Scenario Revenue CAGR (3Y) FCF Margin Implied Value vs Current ($186.88)
Bull 32–35% 32–34% ~$275 +47%
Base 25–28% 29–31% ~$160 −14%
Bear 15–18% 22–25% ~$80 −57%

Base DCF at $160 is below current price — this is a growth-premium stock. The bull case at $275 (+47%) is the reason to hold; the bear at $80 (−57%) is the reason to keep position size modest. Asymmetry favours the bull if growth trajectory holds but demands discipline on sizing.

Catalyst Timeline
Date Event Signal to watch
22 Apr 2026 GPU Monitoring GA Confirmed. New revenue line established.
7 May 2026 Q1 2026 earnings Confirmed. +32% YoY, guide raised, +31% post-print spike.
Jun 2026 DASH 2026 conference Annual user conference — new product launches, enterprise pipeline signals. Watch for GPU monitoring adoption metrics and Bits AI agent case studies.
~5 Aug 2026 Q2 2026 earnings (est.) Critical gate. Must confirm: (1) revenue ≥$810M (+30%+ YoY), (2) NRR stable above 110%, (3) GPU monitoring customer count disclosed or revenue contribution mentioned. A miss on any of the three triggers thesis-breaker review.
Nov 2026 AWS re:Invent 2026 Watch for AWS CloudWatch AI pricing update — any aggressive native GPU monitoring offering would directly threaten DDOG's thesis-breaker #3.
Analyst Commentary

Stifel (Strong Buy, PT $305): "GPU observability is becoming mandatory spend — Datadog is the only platform with a purpose-built solution at GA. We see the $4B ARR as an inflection base, not a ceiling." Raised PT post-Q1 earnings.
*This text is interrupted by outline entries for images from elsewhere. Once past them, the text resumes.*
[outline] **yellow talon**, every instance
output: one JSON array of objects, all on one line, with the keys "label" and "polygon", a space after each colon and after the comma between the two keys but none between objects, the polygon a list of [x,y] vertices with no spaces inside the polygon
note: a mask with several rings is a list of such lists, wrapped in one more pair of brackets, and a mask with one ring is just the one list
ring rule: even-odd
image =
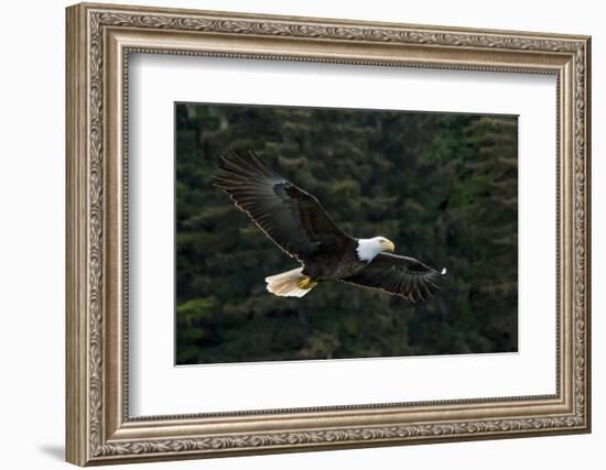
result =
[{"label": "yellow talon", "polygon": [[310,289],[317,285],[316,281],[313,281],[310,276],[304,276],[296,282],[299,288]]}]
Consensus (90% Buy/Strong Buy, avg PT $204.82): Street is broadly constructive on the re-acceleration thesis. Average PT $204.82 implies ~10% upside from current $186.88 on consensus alone — not a screaming buy on consensus math, but the bull case ($275) is well above it.

Goldman Sachs (Sell, PT $139): "Consumption model creates lumpy revenue as enterprises optimise GPU spend. Hyperscaler native monitoring is an underappreciated competitive threat. Multiple is unjustifiable without proof that GPU monitoring scales beyond early adopters." The bear case is not fringe — know it.

Analyst price targets as of May 2026. Tracked analysts: Stifel (bull), Goldman Sachs (bear). Consensus per Bloomberg/FactSet aggregates.